The TV chef echoed the grave concerns of leading doctors and health campaigners about the new document.
Ministers were accused last night of caving in to the junk food lobby after they abandoned plans to force companies to reduce sugar in children’s food.
Instead, the food industry will be ‘challenged’ to cut sugar levels by 20 per cent before 2020.
The Government insisted its actions will slash the number of children and teenagers who are overweight within a decade.
Jamie Oliver said the Government’s new child obesity strategy was ‘underwhelming’ and had ‘so much missing’
But critics said the plan contains nothing that will force companies to act, relying instead on voluntary action and goodwill.
Mr Oliver said today the plan is ‘underwhelming’ and far from robust ‘with so much missing’.
He posted on Facebook: ‘This strategy was Britain’s opportunity to lead the way and to implement real, meaningful environmental change, to start removing the crippling financial burden from our NHS and reversing the tide of diet-related disease.
‘With this disappointing and, frankly, underwhelming strategy, the health of our future generations remains at stake.’
And even supermarkets say further, tougher measures are needed to get a grip on the crisis.
Mike Coupe, Sainsbury’s chief executive, said today: ‘This is a welcome first step, but we need a holistic approach to tackle childhood obesity.
‘This includes compulsory measured targets across all nutrients – not just sugar – and mandatory traffic light labeling across all food and drink products, regardless of whether they are consumed inside or outside the home.’

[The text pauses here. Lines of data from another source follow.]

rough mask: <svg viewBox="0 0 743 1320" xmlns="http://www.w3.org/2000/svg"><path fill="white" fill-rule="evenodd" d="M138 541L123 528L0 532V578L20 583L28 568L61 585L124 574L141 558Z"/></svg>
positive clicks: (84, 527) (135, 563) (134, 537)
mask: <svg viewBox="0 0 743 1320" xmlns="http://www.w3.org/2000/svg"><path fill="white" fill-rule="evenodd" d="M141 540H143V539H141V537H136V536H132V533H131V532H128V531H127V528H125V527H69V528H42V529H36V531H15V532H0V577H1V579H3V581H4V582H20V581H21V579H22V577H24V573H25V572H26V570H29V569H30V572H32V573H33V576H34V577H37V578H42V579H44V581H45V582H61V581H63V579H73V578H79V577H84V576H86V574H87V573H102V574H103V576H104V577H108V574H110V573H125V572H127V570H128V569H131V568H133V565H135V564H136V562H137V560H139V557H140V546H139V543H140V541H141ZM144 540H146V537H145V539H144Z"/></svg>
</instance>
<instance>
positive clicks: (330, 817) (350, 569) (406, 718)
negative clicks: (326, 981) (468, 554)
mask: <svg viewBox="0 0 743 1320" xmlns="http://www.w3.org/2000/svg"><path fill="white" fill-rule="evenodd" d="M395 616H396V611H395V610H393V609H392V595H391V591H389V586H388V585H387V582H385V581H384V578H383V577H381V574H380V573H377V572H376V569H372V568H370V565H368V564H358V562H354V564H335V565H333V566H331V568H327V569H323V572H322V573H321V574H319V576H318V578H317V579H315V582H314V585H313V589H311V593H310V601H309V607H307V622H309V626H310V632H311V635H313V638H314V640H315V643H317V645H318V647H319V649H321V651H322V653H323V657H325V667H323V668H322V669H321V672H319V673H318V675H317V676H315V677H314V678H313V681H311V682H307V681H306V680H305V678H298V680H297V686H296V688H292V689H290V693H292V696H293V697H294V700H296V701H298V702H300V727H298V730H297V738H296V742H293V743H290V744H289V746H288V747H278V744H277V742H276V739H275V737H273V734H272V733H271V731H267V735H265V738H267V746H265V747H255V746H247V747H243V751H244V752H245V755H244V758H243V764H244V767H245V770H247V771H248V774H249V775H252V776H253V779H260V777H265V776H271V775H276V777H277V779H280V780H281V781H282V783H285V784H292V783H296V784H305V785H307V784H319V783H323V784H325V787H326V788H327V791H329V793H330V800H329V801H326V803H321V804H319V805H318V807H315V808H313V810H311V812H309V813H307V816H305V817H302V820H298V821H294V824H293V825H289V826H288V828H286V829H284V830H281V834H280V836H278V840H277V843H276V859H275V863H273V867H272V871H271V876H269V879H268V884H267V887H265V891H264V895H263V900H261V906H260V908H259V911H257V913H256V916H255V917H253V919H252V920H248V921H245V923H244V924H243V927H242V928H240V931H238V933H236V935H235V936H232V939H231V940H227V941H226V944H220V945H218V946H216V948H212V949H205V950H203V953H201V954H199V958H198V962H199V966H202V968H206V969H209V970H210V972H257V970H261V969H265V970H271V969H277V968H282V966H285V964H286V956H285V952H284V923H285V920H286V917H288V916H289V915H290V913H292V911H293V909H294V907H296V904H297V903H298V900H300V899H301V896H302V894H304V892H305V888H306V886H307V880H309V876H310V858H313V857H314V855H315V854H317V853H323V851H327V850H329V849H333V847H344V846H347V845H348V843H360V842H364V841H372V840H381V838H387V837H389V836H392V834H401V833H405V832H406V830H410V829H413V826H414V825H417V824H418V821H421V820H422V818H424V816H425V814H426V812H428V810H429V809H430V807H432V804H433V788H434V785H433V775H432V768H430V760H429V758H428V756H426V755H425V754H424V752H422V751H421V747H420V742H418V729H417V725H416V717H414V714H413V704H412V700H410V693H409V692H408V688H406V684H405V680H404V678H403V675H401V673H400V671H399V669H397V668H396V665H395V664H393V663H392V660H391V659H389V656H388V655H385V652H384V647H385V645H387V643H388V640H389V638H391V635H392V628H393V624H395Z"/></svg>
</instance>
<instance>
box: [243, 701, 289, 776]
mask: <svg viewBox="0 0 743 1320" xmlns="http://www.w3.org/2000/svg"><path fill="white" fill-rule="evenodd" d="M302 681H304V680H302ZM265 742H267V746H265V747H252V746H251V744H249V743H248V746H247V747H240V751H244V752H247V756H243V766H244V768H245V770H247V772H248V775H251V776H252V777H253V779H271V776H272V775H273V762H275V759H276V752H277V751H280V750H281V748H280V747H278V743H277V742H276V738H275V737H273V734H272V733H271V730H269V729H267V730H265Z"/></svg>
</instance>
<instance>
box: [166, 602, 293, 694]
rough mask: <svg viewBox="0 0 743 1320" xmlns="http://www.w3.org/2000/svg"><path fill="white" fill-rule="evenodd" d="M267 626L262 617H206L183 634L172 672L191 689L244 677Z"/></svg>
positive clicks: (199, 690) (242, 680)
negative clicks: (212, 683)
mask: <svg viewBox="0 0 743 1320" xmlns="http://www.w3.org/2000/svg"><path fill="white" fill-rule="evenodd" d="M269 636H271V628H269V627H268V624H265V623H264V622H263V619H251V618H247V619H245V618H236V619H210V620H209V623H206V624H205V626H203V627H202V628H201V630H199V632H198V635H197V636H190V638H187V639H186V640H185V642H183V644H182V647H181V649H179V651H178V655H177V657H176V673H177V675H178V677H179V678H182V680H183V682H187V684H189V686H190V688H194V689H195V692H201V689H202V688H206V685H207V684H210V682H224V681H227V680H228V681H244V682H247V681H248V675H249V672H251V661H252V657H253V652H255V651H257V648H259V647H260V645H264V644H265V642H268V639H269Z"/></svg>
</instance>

And even supermarkets say further, tougher measures are needed to get a grip on the crisis. There is no ban in the guidelines on so-called ‘guilt-aisles’, in which shops put sweets at check-outs
Ministers hope the food industry will cut 20 per cent of sugar from the foods children enjoy, such as cereals, yoghurt, sweets, breads and desserts, over the next five years, with a 5 per cent cut in the first year.

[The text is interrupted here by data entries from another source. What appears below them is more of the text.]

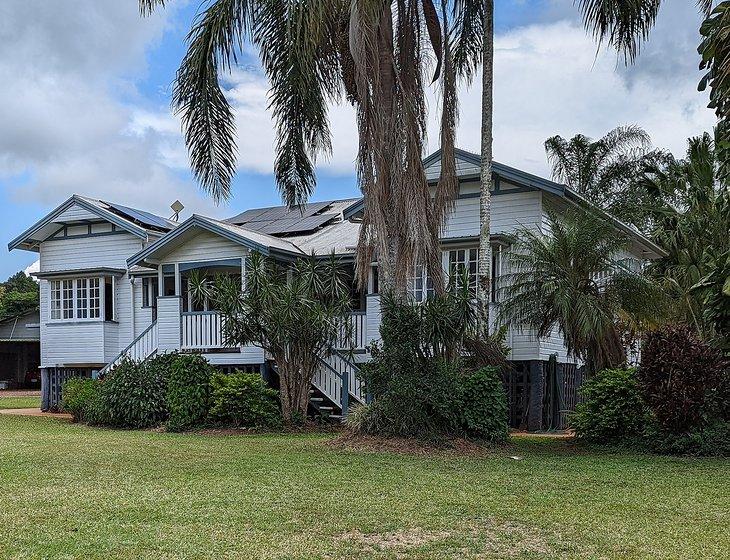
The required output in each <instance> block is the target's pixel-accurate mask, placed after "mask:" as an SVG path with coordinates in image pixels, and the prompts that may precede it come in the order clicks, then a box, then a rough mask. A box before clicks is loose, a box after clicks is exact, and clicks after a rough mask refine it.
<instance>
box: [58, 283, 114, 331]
mask: <svg viewBox="0 0 730 560" xmlns="http://www.w3.org/2000/svg"><path fill="white" fill-rule="evenodd" d="M49 284H50V290H49V316H50V318H51V320H54V321H59V320H67V321H70V320H73V319H82V320H87V319H99V318H101V316H102V309H103V308H104V307H106V308H108V309H107V311H106V314H105V315H106V318H107V320H111V319H113V317H114V297H113V294H114V289H113V284H114V282H113V279H111V278H109V279H108V282H106V284H107V286H106V290H105V292H106V299H107V300H108V301H107V303H106V306H102V286H103V285H104V283H103V282H102V279H101V278H73V279H67V280H51V281H50V282H49Z"/></svg>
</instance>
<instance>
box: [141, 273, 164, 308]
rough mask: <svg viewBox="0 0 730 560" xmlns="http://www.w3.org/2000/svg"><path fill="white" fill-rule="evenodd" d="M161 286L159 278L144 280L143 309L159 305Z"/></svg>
mask: <svg viewBox="0 0 730 560" xmlns="http://www.w3.org/2000/svg"><path fill="white" fill-rule="evenodd" d="M159 285H160V283H159V281H158V280H157V277H154V278H142V307H155V306H156V305H157V294H158V291H159V289H160V288H159Z"/></svg>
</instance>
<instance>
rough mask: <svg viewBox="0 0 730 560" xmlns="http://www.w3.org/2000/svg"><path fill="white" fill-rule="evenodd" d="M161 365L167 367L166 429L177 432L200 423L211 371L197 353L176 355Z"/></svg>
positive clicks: (181, 430)
mask: <svg viewBox="0 0 730 560" xmlns="http://www.w3.org/2000/svg"><path fill="white" fill-rule="evenodd" d="M164 365H165V366H167V368H169V369H168V372H167V375H166V377H167V408H168V410H169V412H170V417H169V419H168V420H167V424H166V426H167V429H168V430H169V431H172V432H177V431H182V430H186V429H189V428H191V427H193V426H196V425H200V424H202V423H204V422H205V420H206V417H207V415H208V407H209V401H210V379H211V376H212V375H213V374H214V373H215V371H216V370H215V368H214V367H213V366H211V365H210V364H209V363H208V361H207V360H206V359H205V358H204V357H203V356H201V355H200V354H177V355H175V356H174V358H173V359H172V360H170V361H169V363H168V364H164ZM153 367H154V366H153ZM148 369H149V368H148Z"/></svg>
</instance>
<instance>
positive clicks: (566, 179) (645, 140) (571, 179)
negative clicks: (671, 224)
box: [545, 125, 668, 230]
mask: <svg viewBox="0 0 730 560" xmlns="http://www.w3.org/2000/svg"><path fill="white" fill-rule="evenodd" d="M545 151H546V152H547V156H548V160H549V161H550V163H551V165H552V176H553V178H554V179H555V180H556V181H559V182H561V183H564V184H566V185H567V186H569V187H570V188H572V189H573V190H575V191H576V192H578V193H579V194H581V195H582V196H584V197H585V198H586V199H588V200H589V201H590V202H592V203H593V204H595V205H596V206H598V207H600V208H602V209H604V210H606V211H608V212H610V213H611V214H612V215H613V216H615V217H617V218H618V219H620V220H622V221H623V222H625V223H628V224H633V225H634V226H636V227H637V228H639V229H640V230H646V229H647V228H648V226H649V223H650V217H651V214H650V212H649V210H648V206H649V200H648V194H647V193H646V191H645V190H644V189H643V188H642V187H641V184H640V181H639V178H640V177H641V173H642V171H643V170H644V168H645V167H647V166H650V165H657V164H659V163H661V162H663V161H665V160H666V159H667V157H668V156H667V155H666V154H664V153H663V152H661V151H658V150H652V149H651V142H650V140H649V135H648V134H647V133H646V132H645V131H644V130H643V129H641V128H640V127H638V126H635V125H632V126H620V127H617V128H614V129H613V130H611V131H610V132H608V133H607V134H606V135H605V136H603V137H602V138H599V139H598V140H593V139H591V138H589V137H587V136H585V135H583V134H577V135H575V136H574V137H573V138H571V139H570V140H566V139H565V138H563V137H562V136H553V137H551V138H548V139H547V140H546V142H545Z"/></svg>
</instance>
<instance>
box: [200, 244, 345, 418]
mask: <svg viewBox="0 0 730 560" xmlns="http://www.w3.org/2000/svg"><path fill="white" fill-rule="evenodd" d="M247 264H248V266H247V269H246V290H245V291H241V282H240V281H237V280H234V279H233V277H228V276H223V277H221V278H219V279H218V280H217V281H216V284H215V286H214V287H213V288H212V289H213V292H214V297H215V298H216V304H217V305H218V308H219V309H220V310H221V313H222V315H223V317H224V322H223V334H224V337H225V340H226V344H228V345H231V346H240V345H245V344H254V345H256V346H259V347H260V348H263V349H264V350H266V352H268V353H269V354H271V356H272V357H273V358H274V361H275V363H276V367H277V370H278V373H279V380H280V384H279V388H280V396H281V410H282V415H283V416H284V420H285V421H286V422H287V423H292V422H295V421H296V420H297V418H304V417H306V414H307V407H308V406H309V391H310V387H311V383H312V379H313V377H314V374H315V372H316V370H317V368H318V367H320V361H319V360H320V358H319V357H320V356H323V355H326V354H327V353H328V352H331V351H333V350H334V349H335V347H336V346H337V345H338V344H342V342H343V341H342V340H341V335H342V324H341V322H339V320H338V319H339V318H340V317H342V315H343V314H344V313H346V312H347V311H348V310H349V309H350V292H349V289H348V286H347V282H346V281H345V277H344V275H343V271H342V267H341V263H339V262H338V261H337V259H335V258H334V256H333V257H332V258H330V259H329V261H327V262H322V261H321V260H318V259H316V258H315V257H314V256H312V257H311V258H301V259H298V260H297V261H296V262H295V263H293V265H292V267H291V269H290V272H291V274H287V273H286V272H287V271H282V270H281V269H279V268H277V267H276V266H275V264H274V263H273V262H272V261H270V260H269V259H267V258H266V257H263V256H262V255H261V254H260V253H256V252H254V253H252V255H251V257H250V258H249V259H248V262H247ZM345 336H346V337H349V336H350V333H345Z"/></svg>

Government officials said they opted for a voluntary sugar reduction scheme over legislation so the food industry could start taking steps to reduce sugar immediately, rather than waiting for the law to be changed.

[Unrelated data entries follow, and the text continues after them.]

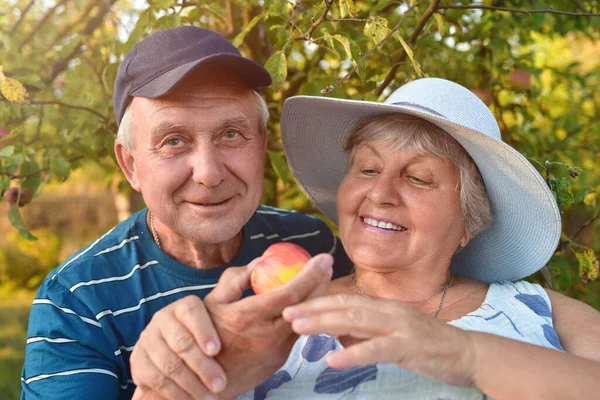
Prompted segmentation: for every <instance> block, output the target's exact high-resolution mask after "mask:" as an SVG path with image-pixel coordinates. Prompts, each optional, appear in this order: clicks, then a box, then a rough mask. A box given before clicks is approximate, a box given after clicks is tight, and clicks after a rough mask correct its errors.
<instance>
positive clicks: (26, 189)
mask: <svg viewBox="0 0 600 400" xmlns="http://www.w3.org/2000/svg"><path fill="white" fill-rule="evenodd" d="M19 193H20V195H19ZM31 197H32V196H31V192H30V191H29V190H27V189H19V188H10V189H8V190H7V191H6V192H5V193H4V198H5V199H6V202H7V203H8V205H9V206H12V205H13V204H16V203H17V201H18V202H19V207H23V206H24V205H25V204H27V203H29V202H30V201H31Z"/></svg>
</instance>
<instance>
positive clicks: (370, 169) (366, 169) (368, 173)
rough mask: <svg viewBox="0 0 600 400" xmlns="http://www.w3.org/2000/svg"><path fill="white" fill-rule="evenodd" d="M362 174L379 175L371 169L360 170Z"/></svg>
mask: <svg viewBox="0 0 600 400" xmlns="http://www.w3.org/2000/svg"><path fill="white" fill-rule="evenodd" d="M360 172H361V173H362V174H364V175H369V176H371V175H375V174H376V173H377V171H375V170H374V169H369V168H363V169H361V170H360Z"/></svg>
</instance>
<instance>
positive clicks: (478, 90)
mask: <svg viewBox="0 0 600 400" xmlns="http://www.w3.org/2000/svg"><path fill="white" fill-rule="evenodd" d="M471 92H473V93H474V94H475V96H477V97H479V99H480V100H481V101H483V102H484V103H485V105H486V106H489V105H490V104H493V103H494V96H493V95H492V92H491V91H489V90H486V89H482V88H473V89H471Z"/></svg>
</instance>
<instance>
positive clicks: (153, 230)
mask: <svg viewBox="0 0 600 400" xmlns="http://www.w3.org/2000/svg"><path fill="white" fill-rule="evenodd" d="M150 231H152V237H153V238H154V241H155V242H156V245H157V246H158V248H159V249H161V250H162V247H160V240H158V234H157V233H156V228H155V227H154V214H153V213H150Z"/></svg>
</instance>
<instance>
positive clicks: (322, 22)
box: [283, 0, 334, 49]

Also central to the plan is the Government’s previously announced sugar tax on soft drinks, such as Coca-Cola, Pepsi and Red Bull that will come into force from 2018.
There has been speculation the Prime Minister had removed the strongest proposals amid reports she wanted to spare businesses from new restrictions during post-Brexit uncertainty.
Ministers hope the food industry will cut 20 per cent of sugar from the foods children enjoy – but critics say the guidelines are weak
But Jane Ellison, financial secretary to the Treasury, has denied this.
Responding to claims the childhood obesity strategy was a priority for David Cameron but not his successor, Mrs May, she told BBC Radio 4’s Today programme: ‘No, that’s not right.’
She said one of the problems with the reformulation was that it is ‘quite technical’.
‘It’s not as iconic, for example, as talking about everyday things that everyone understands around advertising.
‘But it is nonetheless the thing that every expert – not just in this country but around the world – recommends as the most effective.
‘It feeds into everything else, it feeds through into advertising, and promotions.’
She added: ‘We’ve looked at a whole range of policies over the past year, this is the plan that we’re putting forward, it’s a cross-Government plan.’